Against this backdrop, we see recent service offerings available in the market, such as Hulu Live, YouTube Live and FOX making all of their primetime programming available live to all US markets. Hulu is now nearly a decade old and broadcasters like CBS, NBC and ABC have offered OTT streaming for some time now, as have HBO and ESPN. Content is often free for pay TV subscribers after username and password authentication; monthly fees for standalone consumption are nominal. And yet, no OTT provider has yet to figure out how to achieve service and monetization parity across traditional broadcasts.
FOX has showed some success because they allow local affiliates to control advertising and branding of channels. All of FOX’s primetime entertainment is streamed live, rather than select shows. 210 regional U.S. markets are covered, as opposed to more select coverage with other broadcasters. Consequently, FOX boasts that nearly all pay TV households in the US can now view FOX channels online via their streaming media devices, smart TVs, and tablets. The reason FOX was able to achieve ubiquity of coverage in the U.S. where other broadcasters had so far failed is by its ability to allow local affiliates to control the advertising and branding of the channels being offered.
This is in stark contrast to the ongoing trend of disintermediation where broadcasters seek to go directly to end consumers, bypassing the pay TV service providers.
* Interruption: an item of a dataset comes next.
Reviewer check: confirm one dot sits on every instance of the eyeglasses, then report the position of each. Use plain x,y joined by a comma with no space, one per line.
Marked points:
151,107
This second difference, in terms of monetization and branding, holds the promise of solving one of the most vexing challenges with OTT today, which is monetization. Targeted ads and usage fees have thus far fallen short of their promise. Programmers, service providers and broadcasters have all been challenged to maintain their business brands in a market where consumers often confer loyalty to specific shows, specific talent, or select social media destinations more than channels or service providers. By managing to cooperatively partner with affiliates on advertising and branding and thereby avoiding conflict and competition, FOX may perhaps have found a win-win middle ground.
This is of course easier said than done, and much will depend on the quality of experience and inventory of ads that will be delivered. The initial statistics are certainly promising. The third difference appears to be that this will truly be live-streamed content, in contrast to other offerings where episodes are made available for on-demand viewing concurrently with or at a short delay after the conventional broadcast goes live. While this technological difference is significant and noteworthy to infrastructure vendors, I’m also of the opinion that everyday users should neither care about this distinction nor become aware of it.
Which brings us to the flip side of these services, which is that it sheds light on the many shortcomings of the OTT ecosystem today. FOX is not currently providing sports content through this framework. Sports continue to be provided through a separate app and presumably a separate set of agreements. Viewers, even pay TV subscribers, continue to be subject to the disparity and lack of consistency in content access across types of content, channels, resolutions, regions and in some cases device support. Service levels can vary dramatically by location, even for the same user. Service provider apps and destinations offer overlapping content with broadcaster apps and destinations, with online video services often joining in the same fray. Users are left to figure out the nuances of true live streaming, catch-up TV, cloud DVR and video on demand, all of which should “ideally” simply be “TV on any screen”.
Content services are most beloved when they offer delightful, consistent, cross-device OTT experiences, which are at par with conventional live linear managed experiences. While tier-1 services such as Comcast and others are coming closer to this idea in the U.S., the overall problem is far from solved. Even a decade after Netflix and Hulu first began to stream content, no one has fully figured out how to achieve service and monetization parity across traditional and online broadcasts.